September 26, 2011
Defense taking small steps
Texas Tech's Monday media luncheon was a lot more upbeat than it could have been, but it was time for a reality check after enjoying some late game heroics in a 35-34 win against Nevada.
The Red Raiders had a great game on special teams and an OK game on offense. Defense, well, it's a work in progress.
"I think winning, no matter who you're playing, winning makes everybody feel a lot better," head coach Tommy Tuberville said during his media luncheon. "Winning the way we did, it felt like a team victory. It really wasn't. Pretty much an offense and special teams victory. Defense owes an awful lot to both of those groups how they played, compared to how they played.
"Defense, we just didn't hold up our end of the bargain, coaching or playing, you can't give up that many big plays, that many running yards. We just look confused. We have condensed it, we have changed things around and we have tried to make it as uncomplicated as possible but you can only go so far. You still have to be able to make some adjustments as you go, and that's one thing concerning is we didn't."
Nevada outgained Tech 562 yards to 441 yards. Nevada, a WAC team, was just two points away from handing Tech its first home non-conference loss since 2002.
It might not be as bad as it looks on the stat sheet. Maybe Saturday's game was the perfect lesson to teach a young defense.

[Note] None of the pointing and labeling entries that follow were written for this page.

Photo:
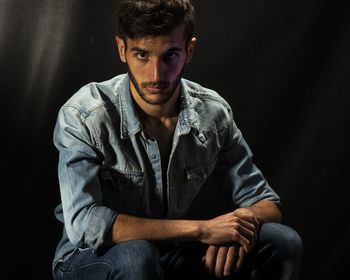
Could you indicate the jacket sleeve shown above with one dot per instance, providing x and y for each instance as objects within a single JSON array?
[{"x": 86, "y": 220}]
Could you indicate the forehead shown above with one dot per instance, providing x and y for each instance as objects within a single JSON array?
[{"x": 175, "y": 38}]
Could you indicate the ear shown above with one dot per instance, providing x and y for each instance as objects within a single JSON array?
[
  {"x": 190, "y": 48},
  {"x": 121, "y": 48}
]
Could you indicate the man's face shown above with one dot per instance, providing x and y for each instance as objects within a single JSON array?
[{"x": 156, "y": 64}]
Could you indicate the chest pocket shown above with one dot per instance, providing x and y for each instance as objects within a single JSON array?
[
  {"x": 200, "y": 172},
  {"x": 123, "y": 191},
  {"x": 195, "y": 177}
]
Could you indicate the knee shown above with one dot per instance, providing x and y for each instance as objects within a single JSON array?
[
  {"x": 138, "y": 259},
  {"x": 285, "y": 241}
]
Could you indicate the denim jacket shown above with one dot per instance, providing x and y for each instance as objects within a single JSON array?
[{"x": 107, "y": 165}]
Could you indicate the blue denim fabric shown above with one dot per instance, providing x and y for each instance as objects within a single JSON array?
[
  {"x": 107, "y": 165},
  {"x": 276, "y": 256}
]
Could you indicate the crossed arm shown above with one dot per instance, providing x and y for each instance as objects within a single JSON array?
[{"x": 229, "y": 237}]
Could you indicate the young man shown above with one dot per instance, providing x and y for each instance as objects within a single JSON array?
[{"x": 135, "y": 151}]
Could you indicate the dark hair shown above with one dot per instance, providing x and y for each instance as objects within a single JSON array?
[{"x": 139, "y": 18}]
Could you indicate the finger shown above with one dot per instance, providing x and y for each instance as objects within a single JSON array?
[
  {"x": 230, "y": 260},
  {"x": 210, "y": 259},
  {"x": 220, "y": 261},
  {"x": 239, "y": 238},
  {"x": 240, "y": 258}
]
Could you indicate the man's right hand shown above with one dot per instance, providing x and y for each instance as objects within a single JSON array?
[{"x": 229, "y": 229}]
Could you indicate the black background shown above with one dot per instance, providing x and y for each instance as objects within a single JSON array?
[{"x": 282, "y": 65}]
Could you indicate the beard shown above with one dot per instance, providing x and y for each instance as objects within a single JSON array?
[{"x": 160, "y": 97}]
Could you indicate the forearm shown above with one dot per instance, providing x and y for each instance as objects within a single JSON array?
[
  {"x": 266, "y": 211},
  {"x": 128, "y": 227}
]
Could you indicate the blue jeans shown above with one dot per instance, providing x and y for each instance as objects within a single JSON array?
[{"x": 276, "y": 255}]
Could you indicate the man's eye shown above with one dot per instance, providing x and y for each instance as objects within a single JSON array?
[
  {"x": 170, "y": 56},
  {"x": 141, "y": 55}
]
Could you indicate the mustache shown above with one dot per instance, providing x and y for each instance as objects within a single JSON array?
[{"x": 155, "y": 84}]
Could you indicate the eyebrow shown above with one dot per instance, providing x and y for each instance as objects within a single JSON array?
[{"x": 173, "y": 49}]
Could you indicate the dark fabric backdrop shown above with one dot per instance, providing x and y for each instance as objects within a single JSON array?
[{"x": 282, "y": 65}]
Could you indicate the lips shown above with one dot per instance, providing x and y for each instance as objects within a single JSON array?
[{"x": 155, "y": 89}]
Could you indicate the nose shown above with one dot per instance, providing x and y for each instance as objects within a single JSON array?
[{"x": 155, "y": 69}]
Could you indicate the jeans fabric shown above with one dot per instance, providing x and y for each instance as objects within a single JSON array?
[{"x": 276, "y": 256}]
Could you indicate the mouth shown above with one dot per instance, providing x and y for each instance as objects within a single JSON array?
[{"x": 155, "y": 89}]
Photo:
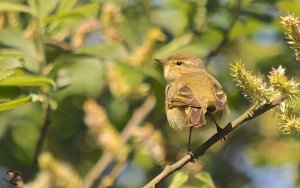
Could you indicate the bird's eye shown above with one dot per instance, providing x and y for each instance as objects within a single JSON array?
[{"x": 178, "y": 63}]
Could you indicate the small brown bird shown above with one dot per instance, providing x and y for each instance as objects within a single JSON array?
[{"x": 192, "y": 94}]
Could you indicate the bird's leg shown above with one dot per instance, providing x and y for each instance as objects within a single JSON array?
[
  {"x": 190, "y": 136},
  {"x": 189, "y": 146},
  {"x": 219, "y": 129}
]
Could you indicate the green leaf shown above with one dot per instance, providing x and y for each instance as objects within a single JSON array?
[
  {"x": 15, "y": 103},
  {"x": 8, "y": 92},
  {"x": 14, "y": 7},
  {"x": 46, "y": 7},
  {"x": 179, "y": 179},
  {"x": 84, "y": 11},
  {"x": 28, "y": 81},
  {"x": 205, "y": 178},
  {"x": 174, "y": 45},
  {"x": 17, "y": 40},
  {"x": 110, "y": 51},
  {"x": 66, "y": 6}
]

The primary struggle was taking the adjustments defensive coordinator Chad Glasgow drew up on the sideline and applying them to the field. That's far more correctable than trying to make a slow defense play fast.
"I think any way you can go out and find a way to win a football game like that, it's really good for your program and it's really good for your kids," Glasgow said Monday after reviewing the game film. "It's a learning experience that our kids can go learn some very important lessons with that didn't cost us the football game."
Maybe the defense will come out with confidence against Kansas in the Red Raiders' Big 12 Conference opener. It stopped Nevada when it had to and stopping the Wolf Pack had been a problem all night.
Tech had only stopped Nevada drives twice prior. Two punts and no turnovers, and even on Nevada's final full drive the Red Raiders had allowed the Wolf Pack to move the ball from its own 19-yard line to the Tech seven-yard line.
A Nevada touchdown would have put the game all but out of reach, 38-28 with about five minutes left in the game.
The defense held Nevada to a field goal to keep it a one-possession game. The players demonstrated to themselves that they could stop an opponent when it mattered the most.
The Red Raider offense got that game-winning touchdown after a great kick return by Ben McRoy.
Glasgow said a stop like that could help push the defense to make more big stops, preferably earlier in the game.
"There's no doubt, those things that happened allow kids to go out and play with more and more confidence," Glasgow said. "I think the more guys we have who are playing with confidence the better we'll be."
Tuberville said it's all about allowing the defense to take small steps. It took one Saturday and it has the opportunity to take the next one against Kansas.
"You have to be realistic and you have to look yourself in the eye and say, 'who are we?'" Tuberville said. "We are a team that we knew we were going to be, you know, fairly good on offense. You don't know how far, early and how much better you can get. And I think that to this point, we have done pretty well offensively
"Defensively we knew, all new, new coaches, new schemes, new techniques, new terminology. It wasn't going to happen overnight."